Conducting reproducible research with Docker (Part 3 of 3)

10 minute read

Published:

In the last two entries in this tutorial series I showed you how to use Docker to maintain a reproducible environment for conducting statistical analyses. Conducting reproducible reseach is primarily about scientific honesty, transparency, and the maintenance of high scientific standards. However, the choice to use Docker for reproducible research also has an awesome side-benefit: the ability to run docker containers remotely on cloud servers. In this tutorial I’ll show you how to run your docker containers on a virtual cloud “workstation” using DigitalOcean.

What’s DigitalOcean?

DigitalOcean logo

DigitalOcean is a web-hosting company that lets you rent virtual servers called “droplets.” Using droplets or other virtual private servers as remote workstations is a very economical way to access extra computing power. For me, for at least 80% of my workday my laptop is totally sufficient, but sometimes I really need some extra cores or extra ram (mostly for MCMC samping with the excellent but computationally demanding BRMS R package). For those times I can spin up an an 8-core workstation with 16gb of ram whenever I like at a rate of $0.24 per hour, billed to the minute. Because I only pay for the time I actually use the droplet, the extra computing power usually costs me less than my daily coffee. Perhaps that’s not enough for you? As of this writing, droplets scale all the way up to 32 cores and 192gb of ram for $1.43 an hour.

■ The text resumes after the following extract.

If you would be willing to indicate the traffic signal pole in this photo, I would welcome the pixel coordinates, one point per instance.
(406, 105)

In addition to DigitalOcean, there are a number of other VPS providers that offer similar services. The heaviest hitters are Amazon Web Services and Google Compute Engine. I like DigitalOcean because it offers “dedicated” cpu instances, has a nice web interface, has nice CLI tools, offers great documentation, and is about as cheap as you’ll find anywhere for similar quality.

Running Docker containers on DigitalOcean droplets

In the first part of the tutorial we’ll …

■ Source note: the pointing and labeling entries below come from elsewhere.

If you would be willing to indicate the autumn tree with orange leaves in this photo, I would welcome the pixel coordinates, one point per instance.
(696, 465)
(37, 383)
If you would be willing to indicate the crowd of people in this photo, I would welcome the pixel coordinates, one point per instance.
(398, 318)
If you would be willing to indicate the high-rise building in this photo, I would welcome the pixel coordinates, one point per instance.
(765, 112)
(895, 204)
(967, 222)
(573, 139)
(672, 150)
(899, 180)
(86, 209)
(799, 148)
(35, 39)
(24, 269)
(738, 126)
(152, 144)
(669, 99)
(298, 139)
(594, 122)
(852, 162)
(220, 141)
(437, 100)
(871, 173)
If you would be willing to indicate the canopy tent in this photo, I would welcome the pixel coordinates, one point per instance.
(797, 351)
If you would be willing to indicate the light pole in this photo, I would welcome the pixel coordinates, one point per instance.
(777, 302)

  1. Sign up for DigialOcean
  2. Create SSH keys to make it easy to access our remote instances
  3. Create a DigitalOcean droplet with Docker
  4. Run RStudio on our remote droplet
  5. “Destroy” the droplet so we stop getting billed for it

Step 1: Sign up with DigitalOcean

I suggest you sign up using my DigitalOcean referral link to get a $10 credit for DigitalOcean. That way you can finish this tutorial and try out DigitalOcean for free!

Step 2: Create SSH keys

Per Wikipedia:

Secure Shell (SSH) is a cryptographic network protocol for operating network services securely over an unsecured network. The best known example application is for remote login to computer systems by users.

We’ll use SSH to communicate with the remote droplet on DigitalOcean and to remotely run commands, such as initiating the docker container. In addition, we can use it to create a “tunnel” between a port on our local machine and the remote machine, and can also use it to transfer files back and forth. Using an SSH key will let us do all of this securely without having to enter passwords at every step of the way.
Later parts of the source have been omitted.